For those of you who follow my blog, you know that I wrote a book, but what you don’t know is the back story. You see, when I pitched my original idea to a seasoned publisher, he listened intently before asking a question that set me back on my heels. “Why you, Christina? What’s your expertise?” My thoughts immediately spun out of control, because it felt as though he had punched me. People write books all the time. Not every one of them is an expert on their topic, are they? I didn’t want to write a novel. I wanted to write about my experiences because I wanted to save others from the mistakes I made along the way. It was important to me. For days after that conversation, I was completely distracted. “Why me?” played into every not-good-enough-worth-less thought I ever entertained. His question paralyzed me.

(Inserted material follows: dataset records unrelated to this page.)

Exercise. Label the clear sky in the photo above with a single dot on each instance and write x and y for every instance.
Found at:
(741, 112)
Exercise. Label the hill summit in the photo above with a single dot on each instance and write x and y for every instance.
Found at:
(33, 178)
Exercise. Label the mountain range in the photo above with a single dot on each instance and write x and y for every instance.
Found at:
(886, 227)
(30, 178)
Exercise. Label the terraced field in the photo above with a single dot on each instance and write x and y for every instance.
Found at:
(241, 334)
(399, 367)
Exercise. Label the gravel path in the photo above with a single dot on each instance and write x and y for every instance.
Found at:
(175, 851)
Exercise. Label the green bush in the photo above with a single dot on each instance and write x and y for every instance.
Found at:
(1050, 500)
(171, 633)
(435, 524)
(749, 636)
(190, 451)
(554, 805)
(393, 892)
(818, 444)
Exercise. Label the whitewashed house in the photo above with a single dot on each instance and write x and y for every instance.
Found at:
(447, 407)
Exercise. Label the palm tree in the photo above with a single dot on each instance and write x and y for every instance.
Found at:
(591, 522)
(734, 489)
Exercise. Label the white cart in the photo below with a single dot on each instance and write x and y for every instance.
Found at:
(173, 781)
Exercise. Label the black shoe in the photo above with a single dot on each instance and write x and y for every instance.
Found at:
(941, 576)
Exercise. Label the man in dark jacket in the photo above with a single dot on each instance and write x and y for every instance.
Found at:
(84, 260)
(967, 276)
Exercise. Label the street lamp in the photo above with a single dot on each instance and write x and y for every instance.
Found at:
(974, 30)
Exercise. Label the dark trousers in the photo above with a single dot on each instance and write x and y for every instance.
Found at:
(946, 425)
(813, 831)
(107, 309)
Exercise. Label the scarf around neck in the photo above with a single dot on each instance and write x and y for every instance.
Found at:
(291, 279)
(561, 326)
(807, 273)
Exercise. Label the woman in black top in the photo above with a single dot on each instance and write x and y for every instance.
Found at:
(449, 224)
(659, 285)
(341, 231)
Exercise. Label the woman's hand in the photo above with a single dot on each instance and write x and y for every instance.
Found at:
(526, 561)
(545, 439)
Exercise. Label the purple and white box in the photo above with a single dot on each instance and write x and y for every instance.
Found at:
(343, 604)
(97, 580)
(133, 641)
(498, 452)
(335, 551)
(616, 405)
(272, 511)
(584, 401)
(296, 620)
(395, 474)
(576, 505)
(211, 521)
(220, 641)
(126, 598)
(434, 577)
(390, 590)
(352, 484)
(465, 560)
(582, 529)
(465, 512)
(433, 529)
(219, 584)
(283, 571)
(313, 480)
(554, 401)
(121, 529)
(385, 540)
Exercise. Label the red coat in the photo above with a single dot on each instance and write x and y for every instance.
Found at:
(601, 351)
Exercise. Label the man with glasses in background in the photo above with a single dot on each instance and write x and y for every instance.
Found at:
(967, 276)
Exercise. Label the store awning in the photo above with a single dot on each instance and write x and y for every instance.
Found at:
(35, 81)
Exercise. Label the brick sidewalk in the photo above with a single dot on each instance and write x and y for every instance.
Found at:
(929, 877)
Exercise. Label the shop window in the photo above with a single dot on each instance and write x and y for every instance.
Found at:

The good news is, the following week, I met a woman who looked me square in the eye and asked, “Why NOT you?” It was as though a bolt of lightning blasted through the top of my head. I heard her. The very next day I began writing.
Now that you know my story, I would like to ask you a question. Has there ever been a moment in your life when someone’s off-hand remark paralyzed you for a moment and made you feel small and just plain silly for believing your dream is possible? Sadly, so many of us (including me) get caught up in the mucky mire of emotions—especially when it comes to following our dream. I had a thought about this the other day that I would like to share with you.
In my book (the one I finished despite my initial set-back), I talk a lot about being open to another perspective. When people ask me what it means to be open, I’ve given a long-winded explanation, but the other day I realized that being open is merely this: using your curiosity! It’s really just that simple. I believe curiosity changes the dynamic. Why? If you stop and think about looking at a difficult situation from the past, the average person will shake their head and say, “I want to leave the past in the past.” Usually, that translates to the fact that there is a story there, and they are afraid. But when you consider looking at the past with curiosity, suddenly the whole idea sounds more like play. With curiosity, the process of self-discovery can be likened to turning over rocks on the playground when you were a kid. It was exciting because you never knew what you would uncover!
I know from experience that there is great joy in exposing the root of the stories that had been holding me back from finally stepping into the life I desired. Were there tears along the way? Absolutely. But there was a heck of a lot more laughter! It was fun, and I am confident it can be the same for you.
The world needs each of us to shine our own individual light now more than ever before. Together we can get your light shining as bright as I know it will. Over the next few weeks, I’m going to explore what it means to be open and curious on the journey of changing your life through self-discovery. I hope you are as curious as I am to see what’s next. Thank you for joining me!
Thank you Chrissie. Keep them coming!